Permettez-moi de citer quelques-unes de vos publications. À bien examiner l’intitulé de vos écrits, on remarque un élément commun et central de toutes vos recherches : la notion de silence. 

Ainsi , dès 2012, votre thèse de doctorat s’intitulait Dire de ne pas dire : du silence éloquent à l’énonciation tragique des déclarations d’amour chez Racine, dans laquelle vous partiez de  l’hypothèse que Racine met en scène une lutte contre l’indicible. Le nœud de chaque pièce, c’est une mise en mot problématique car révélatrice d’un inacceptable et d’un impossible à dire et surtout à entende.  Le procédé inauguré par le dramaturge, voué à éviter l’effroi de l’auditeur du XVII siècle, empêtré dans les règles de la bienséance  c‘est justement le silence, constamment au coeur de l’échange dialogique. C’est notamment la déclaration d’amour qui relèverait de cet indicible, pour susciter une tension permanente entre « dire » et « taire ». 

Vous articulez donc votre recherche autour d’un paradoxe  : le choix improbable entre la parole impossible, et l’aveu producteur d’ irrémédiable. La déclaration d’amour représente à vos yeux l’énoncé tragique par excellence, puisqu’elle engendre la fatalité. Révéler l’amour revient à compromettre l’autre, et Racine inaugure un théâtre de l’amour sous-tendu par la déclaration, signant une crise existentielle. Le personnage racinien affirme son être-au-monde et sa vérité par l’expression de son amour, qui met un terme aux faux semblants et à la dissimulation,  et qui fait violence à l’un et à l’autre. Une déclaration synonyme d’un aveu d’échec, à la fois sacrificatoire et suicidaire. 

Dans le droit fil de ces recherches, vous publiez en 2014 un volume codirigé avec Hélène Bilis, intitulé :

 L’éloquence du silence. Dramaturgie du non-dit sur la scène théâtrale des XVIIe et XVIIIe siècles, aux éditions Classiques GARNIER,  consacré aux rapports entre silence et réflexion dramatique, du XVIIe au XVIIIe siècle. Il y apparaît que le silence est au coeur du concept de bienséance, notion déterminante pour toute production dramatique et littéraire durant cette époque.

En 2018 vous publiez aux éditions Droz Le Silence trahi. Racine ou la déclaration tragique, ouvrage dans lequel vous vous proposez de montrer le pouvoir du silence dramatisé, et vous innovez en interrogeant le caractère agentif des silences raciniens. À travers un savant mélange d’analyses dramaturgiques et rhétoriques ou stylistiques, sous votre plume, le silence s’érige en élément structurant l’action et alimentant la tension tragique. Dans votre vision, le silence, précédant ou suivant l’aveu, est un  « énoncé » essentiellement dramatique », la tension silence/déclaration devenant le principe dramaturgique du théâtre racinien. Racine y apparait ainsi, dans votre vision, comme l’auteur d’un théâtre de l’indicible.
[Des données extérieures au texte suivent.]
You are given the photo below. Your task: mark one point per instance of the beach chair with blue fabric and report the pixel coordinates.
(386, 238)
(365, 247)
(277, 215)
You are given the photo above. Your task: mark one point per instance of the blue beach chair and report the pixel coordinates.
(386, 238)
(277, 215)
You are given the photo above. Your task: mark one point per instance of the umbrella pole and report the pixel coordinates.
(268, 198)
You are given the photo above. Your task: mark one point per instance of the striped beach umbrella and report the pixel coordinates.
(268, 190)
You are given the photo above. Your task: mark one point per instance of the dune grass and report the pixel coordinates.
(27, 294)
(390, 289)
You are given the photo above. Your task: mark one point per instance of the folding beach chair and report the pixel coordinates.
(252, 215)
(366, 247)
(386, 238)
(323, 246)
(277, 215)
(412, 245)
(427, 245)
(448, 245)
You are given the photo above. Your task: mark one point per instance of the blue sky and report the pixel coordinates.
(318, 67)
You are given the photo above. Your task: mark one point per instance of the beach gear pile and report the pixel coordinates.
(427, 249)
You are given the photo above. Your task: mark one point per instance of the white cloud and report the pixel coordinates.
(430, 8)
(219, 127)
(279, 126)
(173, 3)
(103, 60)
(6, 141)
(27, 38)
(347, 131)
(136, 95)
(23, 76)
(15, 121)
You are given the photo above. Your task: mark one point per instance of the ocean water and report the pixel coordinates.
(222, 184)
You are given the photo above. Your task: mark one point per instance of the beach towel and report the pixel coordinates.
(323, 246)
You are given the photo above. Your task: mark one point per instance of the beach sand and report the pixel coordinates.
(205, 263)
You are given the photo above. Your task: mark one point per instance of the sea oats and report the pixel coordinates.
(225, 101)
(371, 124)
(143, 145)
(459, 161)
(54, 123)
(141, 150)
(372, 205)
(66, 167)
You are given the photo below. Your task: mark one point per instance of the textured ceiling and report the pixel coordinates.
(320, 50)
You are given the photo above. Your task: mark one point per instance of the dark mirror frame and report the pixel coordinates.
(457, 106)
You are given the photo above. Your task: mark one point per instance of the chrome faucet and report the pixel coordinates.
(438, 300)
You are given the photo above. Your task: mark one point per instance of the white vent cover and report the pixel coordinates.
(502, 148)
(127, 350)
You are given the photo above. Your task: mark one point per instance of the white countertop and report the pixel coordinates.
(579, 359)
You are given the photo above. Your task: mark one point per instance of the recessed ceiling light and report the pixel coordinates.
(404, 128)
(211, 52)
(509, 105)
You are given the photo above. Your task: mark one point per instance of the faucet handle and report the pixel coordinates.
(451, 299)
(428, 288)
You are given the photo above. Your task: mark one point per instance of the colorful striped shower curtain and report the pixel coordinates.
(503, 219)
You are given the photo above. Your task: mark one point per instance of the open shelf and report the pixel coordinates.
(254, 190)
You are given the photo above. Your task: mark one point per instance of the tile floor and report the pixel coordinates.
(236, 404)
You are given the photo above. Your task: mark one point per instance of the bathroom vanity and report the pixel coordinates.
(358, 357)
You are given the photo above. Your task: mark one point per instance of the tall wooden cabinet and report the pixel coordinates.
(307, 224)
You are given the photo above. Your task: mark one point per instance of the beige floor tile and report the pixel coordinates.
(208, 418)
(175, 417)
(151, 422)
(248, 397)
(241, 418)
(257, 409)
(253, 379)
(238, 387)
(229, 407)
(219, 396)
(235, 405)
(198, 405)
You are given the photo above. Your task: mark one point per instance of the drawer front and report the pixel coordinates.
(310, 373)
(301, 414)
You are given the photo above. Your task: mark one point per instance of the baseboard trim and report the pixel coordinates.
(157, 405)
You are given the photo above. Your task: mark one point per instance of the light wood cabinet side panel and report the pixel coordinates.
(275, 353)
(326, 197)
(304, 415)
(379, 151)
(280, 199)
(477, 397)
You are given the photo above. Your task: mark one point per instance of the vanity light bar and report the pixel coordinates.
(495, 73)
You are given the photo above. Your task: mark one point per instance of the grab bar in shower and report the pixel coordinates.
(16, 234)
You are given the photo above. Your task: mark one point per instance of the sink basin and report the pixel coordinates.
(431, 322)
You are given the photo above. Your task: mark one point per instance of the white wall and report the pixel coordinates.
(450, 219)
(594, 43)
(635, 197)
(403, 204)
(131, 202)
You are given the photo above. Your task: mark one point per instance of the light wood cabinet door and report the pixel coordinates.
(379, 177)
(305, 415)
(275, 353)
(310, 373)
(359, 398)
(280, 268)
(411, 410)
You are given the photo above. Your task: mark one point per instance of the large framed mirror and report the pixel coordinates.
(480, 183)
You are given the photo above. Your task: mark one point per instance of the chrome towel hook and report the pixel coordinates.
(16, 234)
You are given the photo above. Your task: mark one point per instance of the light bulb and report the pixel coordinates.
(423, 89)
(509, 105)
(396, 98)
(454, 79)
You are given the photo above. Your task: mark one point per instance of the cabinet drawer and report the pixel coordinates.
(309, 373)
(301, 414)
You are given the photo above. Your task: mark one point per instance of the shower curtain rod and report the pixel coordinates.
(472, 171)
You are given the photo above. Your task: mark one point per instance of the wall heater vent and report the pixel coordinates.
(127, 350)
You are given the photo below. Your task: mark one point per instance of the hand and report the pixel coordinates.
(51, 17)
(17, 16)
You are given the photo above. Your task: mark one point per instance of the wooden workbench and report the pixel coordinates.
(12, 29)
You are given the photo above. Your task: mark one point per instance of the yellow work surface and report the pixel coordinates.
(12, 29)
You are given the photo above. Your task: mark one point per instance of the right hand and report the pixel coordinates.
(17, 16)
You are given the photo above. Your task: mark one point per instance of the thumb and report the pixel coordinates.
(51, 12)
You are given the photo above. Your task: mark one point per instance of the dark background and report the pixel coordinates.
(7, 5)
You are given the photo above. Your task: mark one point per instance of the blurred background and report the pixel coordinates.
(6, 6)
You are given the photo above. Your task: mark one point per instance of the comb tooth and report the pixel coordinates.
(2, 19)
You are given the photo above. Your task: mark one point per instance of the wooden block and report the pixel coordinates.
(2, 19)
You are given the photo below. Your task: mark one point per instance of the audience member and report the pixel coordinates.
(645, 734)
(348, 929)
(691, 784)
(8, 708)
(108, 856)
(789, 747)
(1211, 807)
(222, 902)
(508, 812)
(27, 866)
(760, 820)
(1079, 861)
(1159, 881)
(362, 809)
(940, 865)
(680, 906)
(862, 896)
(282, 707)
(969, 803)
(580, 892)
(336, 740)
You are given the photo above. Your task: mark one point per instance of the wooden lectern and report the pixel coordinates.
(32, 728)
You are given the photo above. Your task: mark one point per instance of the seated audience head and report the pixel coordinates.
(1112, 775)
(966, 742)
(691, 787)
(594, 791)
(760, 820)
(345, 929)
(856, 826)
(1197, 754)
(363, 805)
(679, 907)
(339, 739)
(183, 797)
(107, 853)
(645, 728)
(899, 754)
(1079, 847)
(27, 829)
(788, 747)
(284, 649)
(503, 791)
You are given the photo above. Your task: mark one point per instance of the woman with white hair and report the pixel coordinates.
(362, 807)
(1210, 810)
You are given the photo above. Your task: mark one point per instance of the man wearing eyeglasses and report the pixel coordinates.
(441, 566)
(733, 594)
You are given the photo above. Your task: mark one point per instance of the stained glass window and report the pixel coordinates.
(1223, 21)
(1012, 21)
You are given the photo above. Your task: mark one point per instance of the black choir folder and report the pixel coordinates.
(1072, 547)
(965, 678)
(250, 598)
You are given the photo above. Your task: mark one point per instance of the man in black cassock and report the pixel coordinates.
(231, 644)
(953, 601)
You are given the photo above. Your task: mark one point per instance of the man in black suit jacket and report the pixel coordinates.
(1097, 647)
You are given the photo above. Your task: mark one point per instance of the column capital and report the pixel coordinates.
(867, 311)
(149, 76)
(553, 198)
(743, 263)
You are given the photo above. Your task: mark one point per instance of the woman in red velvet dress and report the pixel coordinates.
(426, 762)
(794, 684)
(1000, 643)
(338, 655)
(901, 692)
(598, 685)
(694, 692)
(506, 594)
On aurait pu penser, avec ce nouvel essai, que vous en avez fini avec l’étude de la notion du silence. Mais en réalité, il n’en est rien, car Au non des femmes, Libérer les classiques du regard masculin, vient révéler au grand jour, et crier haut et fort, même très fort, un énorme silence, ayant traversé les siècles. C’est le silence qui fait table rase de la condition féminine, du vécu, du ressenti des personnages féminins, tels qu’ils sont représentés et interprétés depuis la mythologie gréco-romaine, en passant par les romans et la dramaturgie du XVIIe siècle à nos jours, jusqu’aux productions/adaptations cinématographiques contemporaines des mêmes œuvres, car privilégiant un prisme exclusivement masculin, le fameux « male gaze » théorisé par la critique féministe nord-américaine.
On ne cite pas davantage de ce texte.